Current Projects



Constraints on Word Learning

The purpose of this project is to explore how people identify the meanings of new words in a supportive and protracted learning context. Our study looks at when children and adults first decide what a word means, whether they revise their initial meaning after additional exposures to contextual information, and the types of errors they make when providing an incorrect meaning. We predict that adults will identify meanings earlier and more accurately and will revise more accurately compared to children. We also expect both adults and children to make more semantically-related errors (e.g., couch for chair) rather than phonological errors (e.g., bear for chair).


Word Learning in Children with Disabilities 

Funding: SDSU Undergraduate Research Program

The purpose of this research is to deepen understanding of word-learning processes in children with hearing loss and children with intellectual disabilities between the ages of 5 and 8 years. Specifically, the study compares these groups’ abilities to resolve referential ambiguity and revise initial word-referent mappings, relative to each other and to typically developing peers.

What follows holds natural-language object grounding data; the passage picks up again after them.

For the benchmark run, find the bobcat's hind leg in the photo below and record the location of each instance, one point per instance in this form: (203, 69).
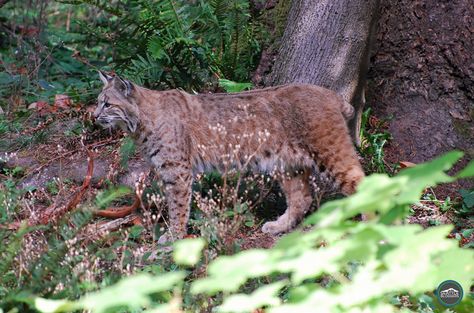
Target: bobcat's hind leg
(177, 183)
(298, 200)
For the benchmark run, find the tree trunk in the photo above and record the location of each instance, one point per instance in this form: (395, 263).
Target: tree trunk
(422, 75)
(326, 43)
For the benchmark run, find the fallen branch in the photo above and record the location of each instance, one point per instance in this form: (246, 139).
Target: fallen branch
(53, 213)
(119, 212)
(126, 210)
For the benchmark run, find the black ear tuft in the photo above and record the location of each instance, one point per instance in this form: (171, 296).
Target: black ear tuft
(124, 86)
(105, 78)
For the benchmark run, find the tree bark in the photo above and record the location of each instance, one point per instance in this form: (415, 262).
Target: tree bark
(422, 75)
(326, 43)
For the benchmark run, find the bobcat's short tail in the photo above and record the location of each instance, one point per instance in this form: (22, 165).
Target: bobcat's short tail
(347, 110)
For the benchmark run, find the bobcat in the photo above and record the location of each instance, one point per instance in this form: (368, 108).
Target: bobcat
(291, 129)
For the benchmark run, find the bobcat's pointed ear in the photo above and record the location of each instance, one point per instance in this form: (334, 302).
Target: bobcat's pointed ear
(105, 78)
(124, 86)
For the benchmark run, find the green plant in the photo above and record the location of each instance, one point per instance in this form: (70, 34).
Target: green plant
(176, 43)
(338, 266)
(372, 144)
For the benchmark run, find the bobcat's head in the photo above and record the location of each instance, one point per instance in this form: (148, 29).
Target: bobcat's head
(117, 106)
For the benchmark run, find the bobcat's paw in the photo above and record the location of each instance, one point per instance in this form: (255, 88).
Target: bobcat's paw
(275, 228)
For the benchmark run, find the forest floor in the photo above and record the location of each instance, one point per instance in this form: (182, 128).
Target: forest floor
(53, 153)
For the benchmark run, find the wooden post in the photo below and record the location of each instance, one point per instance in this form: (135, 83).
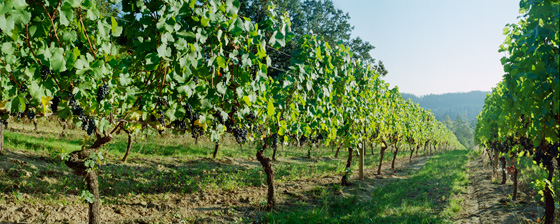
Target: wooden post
(361, 161)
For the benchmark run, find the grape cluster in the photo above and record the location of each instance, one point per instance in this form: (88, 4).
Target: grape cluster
(162, 101)
(195, 79)
(317, 139)
(72, 102)
(196, 131)
(188, 112)
(229, 124)
(102, 92)
(121, 40)
(45, 72)
(303, 139)
(273, 139)
(219, 117)
(240, 135)
(180, 124)
(88, 125)
(251, 117)
(17, 115)
(30, 114)
(78, 111)
(54, 104)
(161, 118)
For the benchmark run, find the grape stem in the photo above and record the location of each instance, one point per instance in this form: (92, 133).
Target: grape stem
(11, 75)
(51, 18)
(85, 33)
(29, 44)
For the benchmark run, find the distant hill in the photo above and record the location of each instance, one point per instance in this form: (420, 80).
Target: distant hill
(467, 105)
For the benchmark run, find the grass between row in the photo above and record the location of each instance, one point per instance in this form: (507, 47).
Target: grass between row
(424, 197)
(168, 164)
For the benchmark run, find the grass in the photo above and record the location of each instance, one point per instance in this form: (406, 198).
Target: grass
(160, 165)
(422, 198)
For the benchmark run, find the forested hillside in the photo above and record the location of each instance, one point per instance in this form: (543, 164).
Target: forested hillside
(466, 105)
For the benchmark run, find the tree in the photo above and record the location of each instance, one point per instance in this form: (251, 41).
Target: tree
(463, 131)
(316, 17)
(447, 121)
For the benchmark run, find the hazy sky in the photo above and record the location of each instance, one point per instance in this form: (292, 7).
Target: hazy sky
(435, 46)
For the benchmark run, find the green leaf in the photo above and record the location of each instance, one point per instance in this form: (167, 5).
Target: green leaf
(282, 128)
(58, 63)
(247, 100)
(270, 108)
(222, 88)
(152, 61)
(114, 24)
(17, 105)
(221, 61)
(232, 7)
(87, 196)
(236, 27)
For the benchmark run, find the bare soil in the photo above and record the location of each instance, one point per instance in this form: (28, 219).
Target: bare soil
(203, 206)
(486, 201)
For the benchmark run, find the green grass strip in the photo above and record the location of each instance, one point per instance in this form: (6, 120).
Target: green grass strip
(422, 198)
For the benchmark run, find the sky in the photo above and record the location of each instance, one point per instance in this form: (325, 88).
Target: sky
(435, 46)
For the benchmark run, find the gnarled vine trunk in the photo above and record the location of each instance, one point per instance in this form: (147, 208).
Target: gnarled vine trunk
(345, 181)
(76, 162)
(382, 153)
(267, 166)
(549, 207)
(128, 146)
(503, 160)
(337, 150)
(514, 197)
(274, 149)
(216, 147)
(1, 138)
(412, 152)
(395, 157)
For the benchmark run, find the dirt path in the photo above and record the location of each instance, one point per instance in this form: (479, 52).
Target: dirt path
(204, 206)
(487, 202)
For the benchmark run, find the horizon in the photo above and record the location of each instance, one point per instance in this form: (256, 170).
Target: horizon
(435, 47)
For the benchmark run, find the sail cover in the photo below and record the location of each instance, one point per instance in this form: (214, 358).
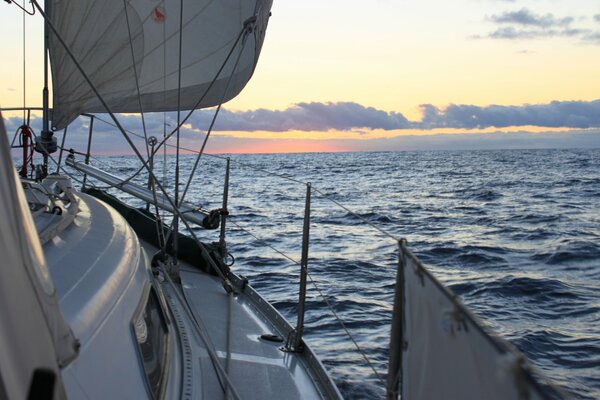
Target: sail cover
(449, 355)
(128, 45)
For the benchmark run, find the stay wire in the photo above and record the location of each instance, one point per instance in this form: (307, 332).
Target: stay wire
(239, 37)
(223, 278)
(210, 128)
(22, 7)
(159, 225)
(321, 294)
(284, 177)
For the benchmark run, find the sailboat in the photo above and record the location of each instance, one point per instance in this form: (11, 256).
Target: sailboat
(104, 300)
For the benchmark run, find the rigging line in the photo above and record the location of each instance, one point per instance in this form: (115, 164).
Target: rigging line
(329, 305)
(159, 225)
(205, 337)
(24, 63)
(137, 82)
(246, 165)
(366, 221)
(116, 185)
(224, 279)
(212, 122)
(240, 35)
(175, 224)
(337, 317)
(22, 7)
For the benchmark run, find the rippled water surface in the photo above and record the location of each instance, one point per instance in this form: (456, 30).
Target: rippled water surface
(515, 233)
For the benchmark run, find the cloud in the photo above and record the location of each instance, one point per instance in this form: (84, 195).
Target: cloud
(348, 116)
(525, 24)
(305, 117)
(557, 114)
(579, 114)
(525, 17)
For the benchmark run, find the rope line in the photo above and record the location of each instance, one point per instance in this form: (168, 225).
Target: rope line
(329, 305)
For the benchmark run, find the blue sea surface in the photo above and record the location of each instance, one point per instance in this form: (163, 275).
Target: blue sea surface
(515, 233)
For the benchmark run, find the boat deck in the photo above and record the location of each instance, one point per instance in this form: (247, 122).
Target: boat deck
(230, 326)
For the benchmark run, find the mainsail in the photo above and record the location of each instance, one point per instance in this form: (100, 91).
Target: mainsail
(446, 352)
(132, 47)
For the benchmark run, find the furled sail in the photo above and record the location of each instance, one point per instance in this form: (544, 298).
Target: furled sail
(126, 46)
(447, 354)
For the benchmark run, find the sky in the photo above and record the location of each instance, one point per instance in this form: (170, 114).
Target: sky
(348, 75)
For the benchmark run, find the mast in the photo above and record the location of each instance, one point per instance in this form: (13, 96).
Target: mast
(46, 142)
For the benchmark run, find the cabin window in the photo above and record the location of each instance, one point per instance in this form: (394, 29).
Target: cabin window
(151, 335)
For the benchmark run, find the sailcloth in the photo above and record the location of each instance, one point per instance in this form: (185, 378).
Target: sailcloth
(128, 47)
(449, 355)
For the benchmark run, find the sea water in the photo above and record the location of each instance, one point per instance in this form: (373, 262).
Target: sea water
(515, 233)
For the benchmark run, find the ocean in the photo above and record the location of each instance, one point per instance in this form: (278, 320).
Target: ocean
(515, 233)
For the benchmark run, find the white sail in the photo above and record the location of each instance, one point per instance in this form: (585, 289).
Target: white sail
(123, 44)
(33, 333)
(449, 355)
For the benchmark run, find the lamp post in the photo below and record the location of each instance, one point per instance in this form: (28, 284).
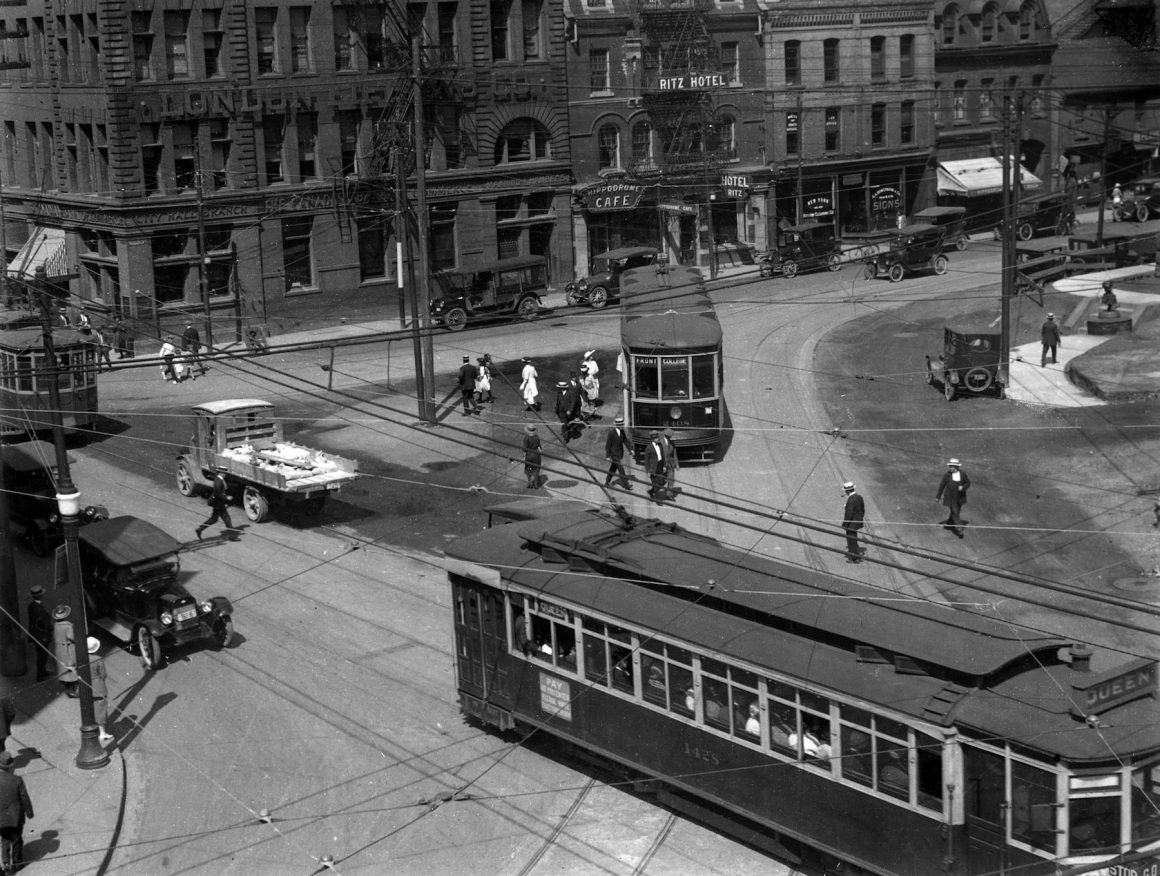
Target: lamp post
(92, 755)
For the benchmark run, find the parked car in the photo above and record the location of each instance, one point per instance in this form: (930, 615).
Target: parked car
(809, 246)
(912, 247)
(603, 284)
(968, 363)
(1142, 201)
(132, 591)
(492, 290)
(951, 219)
(1051, 214)
(30, 483)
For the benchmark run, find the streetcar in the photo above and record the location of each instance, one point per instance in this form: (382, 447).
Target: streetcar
(24, 375)
(671, 359)
(903, 738)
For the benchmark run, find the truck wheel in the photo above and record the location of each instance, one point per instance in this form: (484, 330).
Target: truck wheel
(186, 483)
(223, 631)
(455, 319)
(147, 648)
(255, 505)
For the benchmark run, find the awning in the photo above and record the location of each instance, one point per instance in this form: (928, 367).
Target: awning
(45, 247)
(977, 176)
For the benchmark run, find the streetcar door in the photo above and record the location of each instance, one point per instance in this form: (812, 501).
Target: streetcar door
(985, 810)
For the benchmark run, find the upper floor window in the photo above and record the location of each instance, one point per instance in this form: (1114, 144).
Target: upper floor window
(906, 56)
(524, 139)
(792, 62)
(877, 58)
(599, 73)
(829, 66)
(500, 13)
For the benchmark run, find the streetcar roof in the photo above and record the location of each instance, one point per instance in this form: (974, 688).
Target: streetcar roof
(231, 405)
(128, 540)
(827, 631)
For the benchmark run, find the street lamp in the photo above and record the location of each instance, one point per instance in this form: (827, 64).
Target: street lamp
(92, 755)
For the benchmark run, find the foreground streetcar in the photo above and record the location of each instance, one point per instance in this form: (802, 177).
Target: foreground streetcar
(904, 738)
(671, 359)
(24, 375)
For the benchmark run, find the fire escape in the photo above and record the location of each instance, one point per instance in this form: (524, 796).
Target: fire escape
(680, 69)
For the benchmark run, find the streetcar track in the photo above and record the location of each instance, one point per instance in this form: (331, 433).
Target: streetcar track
(550, 840)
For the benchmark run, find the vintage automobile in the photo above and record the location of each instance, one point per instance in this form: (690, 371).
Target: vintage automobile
(29, 477)
(911, 247)
(968, 363)
(1142, 201)
(951, 219)
(492, 290)
(131, 589)
(809, 246)
(603, 284)
(1050, 214)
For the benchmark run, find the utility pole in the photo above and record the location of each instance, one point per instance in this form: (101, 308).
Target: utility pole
(203, 261)
(91, 755)
(425, 350)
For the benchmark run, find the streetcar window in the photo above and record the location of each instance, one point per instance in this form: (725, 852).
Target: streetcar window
(1145, 803)
(1034, 806)
(674, 378)
(704, 374)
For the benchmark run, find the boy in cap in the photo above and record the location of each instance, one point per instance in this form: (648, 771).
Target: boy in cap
(952, 493)
(853, 520)
(1049, 333)
(615, 443)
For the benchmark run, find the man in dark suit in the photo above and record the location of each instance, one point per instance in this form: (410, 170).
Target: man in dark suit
(615, 444)
(15, 806)
(853, 520)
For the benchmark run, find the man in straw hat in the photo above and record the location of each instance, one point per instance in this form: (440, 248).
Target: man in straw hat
(853, 520)
(952, 493)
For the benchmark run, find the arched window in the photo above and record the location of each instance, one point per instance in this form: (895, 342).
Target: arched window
(524, 139)
(608, 146)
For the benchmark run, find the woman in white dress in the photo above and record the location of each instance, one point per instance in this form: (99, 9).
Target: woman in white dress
(529, 388)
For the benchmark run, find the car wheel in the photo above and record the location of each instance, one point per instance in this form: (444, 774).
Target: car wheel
(455, 319)
(528, 308)
(255, 505)
(147, 648)
(223, 631)
(186, 484)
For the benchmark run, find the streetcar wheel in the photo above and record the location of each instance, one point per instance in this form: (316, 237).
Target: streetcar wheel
(255, 505)
(147, 648)
(528, 308)
(455, 319)
(223, 631)
(186, 484)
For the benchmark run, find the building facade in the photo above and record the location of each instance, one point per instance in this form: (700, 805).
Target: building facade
(243, 159)
(847, 108)
(668, 142)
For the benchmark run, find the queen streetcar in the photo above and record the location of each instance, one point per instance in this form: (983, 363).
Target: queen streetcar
(671, 357)
(900, 737)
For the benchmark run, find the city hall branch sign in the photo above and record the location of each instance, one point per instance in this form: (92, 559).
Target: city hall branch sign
(609, 196)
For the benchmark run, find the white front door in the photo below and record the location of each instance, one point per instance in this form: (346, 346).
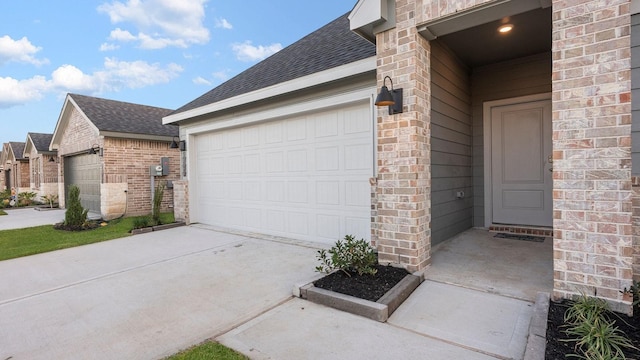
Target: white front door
(521, 164)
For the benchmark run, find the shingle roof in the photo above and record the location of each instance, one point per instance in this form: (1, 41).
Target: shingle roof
(123, 117)
(18, 149)
(41, 141)
(330, 46)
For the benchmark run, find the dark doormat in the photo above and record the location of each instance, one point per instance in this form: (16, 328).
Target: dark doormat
(519, 237)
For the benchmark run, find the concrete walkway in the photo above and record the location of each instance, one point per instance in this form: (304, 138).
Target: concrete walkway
(150, 295)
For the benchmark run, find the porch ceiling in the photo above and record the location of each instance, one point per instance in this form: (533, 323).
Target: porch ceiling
(482, 44)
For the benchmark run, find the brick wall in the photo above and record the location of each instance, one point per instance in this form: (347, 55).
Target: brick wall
(23, 177)
(402, 228)
(592, 155)
(636, 228)
(181, 200)
(130, 159)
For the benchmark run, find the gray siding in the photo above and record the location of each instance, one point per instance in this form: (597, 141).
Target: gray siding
(525, 76)
(635, 94)
(451, 136)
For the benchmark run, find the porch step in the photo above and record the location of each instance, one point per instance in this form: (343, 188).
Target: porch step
(518, 229)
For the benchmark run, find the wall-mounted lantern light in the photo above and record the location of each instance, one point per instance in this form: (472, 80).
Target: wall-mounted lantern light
(392, 99)
(180, 144)
(95, 149)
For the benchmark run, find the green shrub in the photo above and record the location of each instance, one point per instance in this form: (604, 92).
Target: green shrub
(26, 198)
(75, 214)
(50, 199)
(348, 256)
(594, 334)
(141, 222)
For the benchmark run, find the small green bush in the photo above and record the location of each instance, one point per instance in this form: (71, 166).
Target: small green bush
(26, 198)
(141, 222)
(594, 334)
(75, 215)
(349, 256)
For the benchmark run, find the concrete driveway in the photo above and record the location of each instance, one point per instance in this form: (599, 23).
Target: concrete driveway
(28, 217)
(142, 297)
(149, 296)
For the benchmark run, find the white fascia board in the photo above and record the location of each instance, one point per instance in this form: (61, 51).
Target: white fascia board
(360, 95)
(354, 68)
(367, 13)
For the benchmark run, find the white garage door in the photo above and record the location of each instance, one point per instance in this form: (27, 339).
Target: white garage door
(305, 177)
(84, 171)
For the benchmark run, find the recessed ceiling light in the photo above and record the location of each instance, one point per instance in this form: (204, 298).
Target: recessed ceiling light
(505, 28)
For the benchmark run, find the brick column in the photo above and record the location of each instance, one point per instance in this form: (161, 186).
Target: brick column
(402, 227)
(181, 200)
(592, 149)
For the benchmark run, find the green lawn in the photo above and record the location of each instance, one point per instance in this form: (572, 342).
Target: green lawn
(35, 240)
(208, 351)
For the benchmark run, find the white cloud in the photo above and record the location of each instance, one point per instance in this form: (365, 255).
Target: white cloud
(19, 51)
(223, 24)
(160, 23)
(14, 92)
(121, 35)
(114, 76)
(201, 81)
(222, 75)
(109, 47)
(73, 79)
(247, 52)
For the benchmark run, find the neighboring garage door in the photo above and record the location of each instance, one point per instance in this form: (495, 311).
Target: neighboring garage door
(84, 171)
(304, 177)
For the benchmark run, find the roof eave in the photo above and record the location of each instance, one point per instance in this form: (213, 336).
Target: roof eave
(370, 17)
(319, 78)
(122, 135)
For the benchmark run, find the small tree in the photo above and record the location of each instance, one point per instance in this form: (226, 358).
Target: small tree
(75, 214)
(157, 202)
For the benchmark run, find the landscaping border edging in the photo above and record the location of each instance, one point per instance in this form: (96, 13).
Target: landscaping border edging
(156, 228)
(379, 310)
(537, 340)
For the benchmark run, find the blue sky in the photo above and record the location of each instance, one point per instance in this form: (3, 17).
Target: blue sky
(154, 52)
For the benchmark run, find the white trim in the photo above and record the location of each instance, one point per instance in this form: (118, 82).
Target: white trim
(635, 7)
(354, 68)
(486, 128)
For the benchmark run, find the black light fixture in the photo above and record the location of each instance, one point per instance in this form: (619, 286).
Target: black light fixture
(180, 144)
(392, 99)
(95, 149)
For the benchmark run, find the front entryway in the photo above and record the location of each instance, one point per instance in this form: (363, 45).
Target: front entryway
(519, 170)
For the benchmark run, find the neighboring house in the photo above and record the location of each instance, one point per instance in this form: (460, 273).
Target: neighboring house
(15, 167)
(2, 173)
(43, 165)
(527, 131)
(107, 147)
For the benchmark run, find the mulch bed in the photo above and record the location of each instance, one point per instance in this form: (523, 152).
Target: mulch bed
(89, 225)
(367, 287)
(558, 349)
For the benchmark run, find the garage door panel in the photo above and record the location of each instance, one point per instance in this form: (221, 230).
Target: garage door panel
(305, 177)
(84, 171)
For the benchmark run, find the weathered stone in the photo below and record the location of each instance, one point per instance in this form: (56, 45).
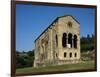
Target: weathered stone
(59, 43)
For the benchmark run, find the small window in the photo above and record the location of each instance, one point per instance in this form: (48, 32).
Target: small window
(64, 54)
(70, 55)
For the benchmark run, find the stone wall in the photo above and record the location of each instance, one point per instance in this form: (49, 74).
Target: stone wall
(59, 44)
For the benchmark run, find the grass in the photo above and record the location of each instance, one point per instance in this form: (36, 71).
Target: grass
(67, 67)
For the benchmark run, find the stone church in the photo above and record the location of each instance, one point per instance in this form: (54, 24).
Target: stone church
(59, 43)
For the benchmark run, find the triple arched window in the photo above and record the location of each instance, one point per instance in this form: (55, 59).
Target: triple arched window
(69, 39)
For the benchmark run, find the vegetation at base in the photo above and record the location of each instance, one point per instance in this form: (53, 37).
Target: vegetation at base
(24, 59)
(87, 43)
(66, 67)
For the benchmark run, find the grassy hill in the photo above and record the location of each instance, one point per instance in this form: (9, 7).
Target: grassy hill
(67, 67)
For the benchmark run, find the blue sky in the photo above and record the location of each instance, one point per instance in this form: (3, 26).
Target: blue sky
(31, 20)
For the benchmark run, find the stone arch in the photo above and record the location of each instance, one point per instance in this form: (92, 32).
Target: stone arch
(64, 42)
(70, 39)
(75, 41)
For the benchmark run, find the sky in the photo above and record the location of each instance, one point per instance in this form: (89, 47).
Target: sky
(32, 20)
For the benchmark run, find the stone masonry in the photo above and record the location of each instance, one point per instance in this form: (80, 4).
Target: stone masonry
(59, 43)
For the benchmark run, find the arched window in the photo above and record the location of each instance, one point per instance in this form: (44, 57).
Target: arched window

Participants complete a word-learning task in which they form new word-referent associations. In some trials, feedback reinforces the child’s initial mapping, while in 50% of trials the feedback contradicts it, requiring revision. Children also complete the CELF-5 to provide a comprehensive assessment of language abilities, and a test of nonverbal intelligence to measure abstract reasoning without relying on linguistic skills. Additional information is gathered through parent surveys, which assess factors such as language history, family background, and executive functioning.